La Banque Nationale du Rwanda (BNR) a relevé le taux d’intérêt de base de 6,5 % à 6,75 %, après qu’il soit resté inchangé pendant un certain temps. Elle explique que cette mesure vise à empêcher l’inflation des prix sur les marchés de dépasser la fourchette approuvée de 2 % à 8 %.
Selon la BNR, le taux d’inflation sur les marchés en juillet était de 7,3 %, contre 7 % le mois précédent. La BNR a expliqué qu’au premier trimestre de l’année, ce taux n’avait pas dépassé l’objectif de la BNR, puisqu’il était resté compris entre 2 % et 8 %.
Les chiffres de la BNR montrent que le taux d’inflation sur les marchés sera d’environ 7,1 % cette année et de 5,6 % en 2026.

La gouverneure de la BNR, Soraya Hakuziyaremye, a annoncé que le taux d’intérêt de la BNR avait été relevé de 6,50 % à 6,75 %, la banque estimant que cela contribuerait à maintenir le taux d’inflation dans la fourchette cible.
L’économie a connu une croissance
La gouverneure de la BNR, Hakuziyaremye, explique que l’économie rwandaise continue de croître, puisqu’elle a connu une forte expansion au premier trimestre 2025, avec une croissance de 7,8 %.

” Cette croissance est due à une augmentation de la production dans les secteurs des services et de l’industrie et à une production équilibrée dans l’agriculture’’, a-t-elle expliqué.
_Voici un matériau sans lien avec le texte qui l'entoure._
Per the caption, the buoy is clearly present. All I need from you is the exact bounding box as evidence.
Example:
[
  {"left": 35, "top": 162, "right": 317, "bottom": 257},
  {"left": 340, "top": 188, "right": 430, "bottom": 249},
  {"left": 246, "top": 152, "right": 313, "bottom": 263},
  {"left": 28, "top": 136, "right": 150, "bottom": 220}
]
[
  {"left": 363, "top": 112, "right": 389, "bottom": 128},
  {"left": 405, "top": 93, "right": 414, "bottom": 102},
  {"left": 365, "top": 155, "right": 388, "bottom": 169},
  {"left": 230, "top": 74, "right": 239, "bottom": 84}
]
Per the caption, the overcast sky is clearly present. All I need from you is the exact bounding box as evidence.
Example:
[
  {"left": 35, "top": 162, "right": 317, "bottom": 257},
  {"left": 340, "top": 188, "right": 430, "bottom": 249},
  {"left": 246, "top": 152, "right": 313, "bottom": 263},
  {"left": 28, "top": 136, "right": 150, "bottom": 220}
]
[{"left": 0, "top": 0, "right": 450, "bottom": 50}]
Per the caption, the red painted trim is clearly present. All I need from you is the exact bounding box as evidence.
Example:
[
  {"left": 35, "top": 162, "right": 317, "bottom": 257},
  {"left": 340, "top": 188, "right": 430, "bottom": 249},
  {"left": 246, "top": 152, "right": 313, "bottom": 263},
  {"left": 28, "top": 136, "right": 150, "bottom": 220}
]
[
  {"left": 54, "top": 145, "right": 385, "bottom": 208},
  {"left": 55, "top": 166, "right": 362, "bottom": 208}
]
La BNR affirme que malgré les fluctuations des politiques commerciales internationales, les indicateurs économiques montrent que l’économie rwandaise continuera de croître à un rythme élevé au troisième trimestre 2025, principalement en raison d’une augmentation des activités dans les secteurs des services et de l’industrie.
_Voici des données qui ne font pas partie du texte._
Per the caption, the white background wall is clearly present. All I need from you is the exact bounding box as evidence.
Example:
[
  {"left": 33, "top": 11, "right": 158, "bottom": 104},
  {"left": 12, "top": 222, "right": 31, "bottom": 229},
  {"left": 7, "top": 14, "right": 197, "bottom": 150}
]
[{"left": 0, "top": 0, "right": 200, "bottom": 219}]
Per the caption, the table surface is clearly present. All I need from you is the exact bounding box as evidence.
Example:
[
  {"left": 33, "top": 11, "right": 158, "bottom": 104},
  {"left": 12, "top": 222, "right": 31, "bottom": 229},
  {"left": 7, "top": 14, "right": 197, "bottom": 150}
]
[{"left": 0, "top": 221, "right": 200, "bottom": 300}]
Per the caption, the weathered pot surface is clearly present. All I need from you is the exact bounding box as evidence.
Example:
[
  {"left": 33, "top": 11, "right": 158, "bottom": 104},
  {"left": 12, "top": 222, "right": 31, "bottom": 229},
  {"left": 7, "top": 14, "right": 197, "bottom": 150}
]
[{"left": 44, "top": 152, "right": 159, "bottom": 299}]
Dans le même temps, le déficit commercial s’est réduit grâce à l’augmentation des exportations.
Au deuxième trimestre 2025, la valeur des exportations a augmenté de 15,5 %, principalement en raison d’une bonne récolte de café et d’une augmentation des exportations de minerais, ainsi que d’une hausse des prix internationaux.
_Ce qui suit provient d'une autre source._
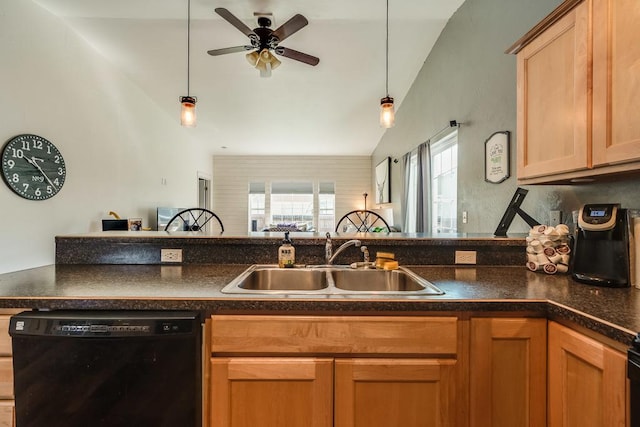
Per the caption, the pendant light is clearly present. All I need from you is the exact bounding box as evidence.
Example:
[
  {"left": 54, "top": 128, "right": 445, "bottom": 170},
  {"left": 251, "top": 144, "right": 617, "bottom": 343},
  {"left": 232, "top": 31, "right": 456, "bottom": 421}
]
[
  {"left": 380, "top": 0, "right": 395, "bottom": 129},
  {"left": 180, "top": 0, "right": 197, "bottom": 127}
]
La valeur des exportations non traditionnelles a également augmenté de manière significative, de 31,1 %, principalement grâce à l’huile de cuisson raffinée et à la farine de blé.
Les importations en provenance des pays voisins ont diminué de 13,2 % en raison d’une baisse de la demande régionale.
La valeur des importations a augmenté de 3,3 %, sous l’effet d’une augmentation des importations de denrées alimentaires, notamment de maïs et d’huile de cuisson importés par l’industrie de transformation, de matériaux de construction et de véhicules.
Cela a conduit à une réduction du déficit commercial de 2,9 % au deuxième trimestre 2025 par rapport au deuxième trimestre 2024.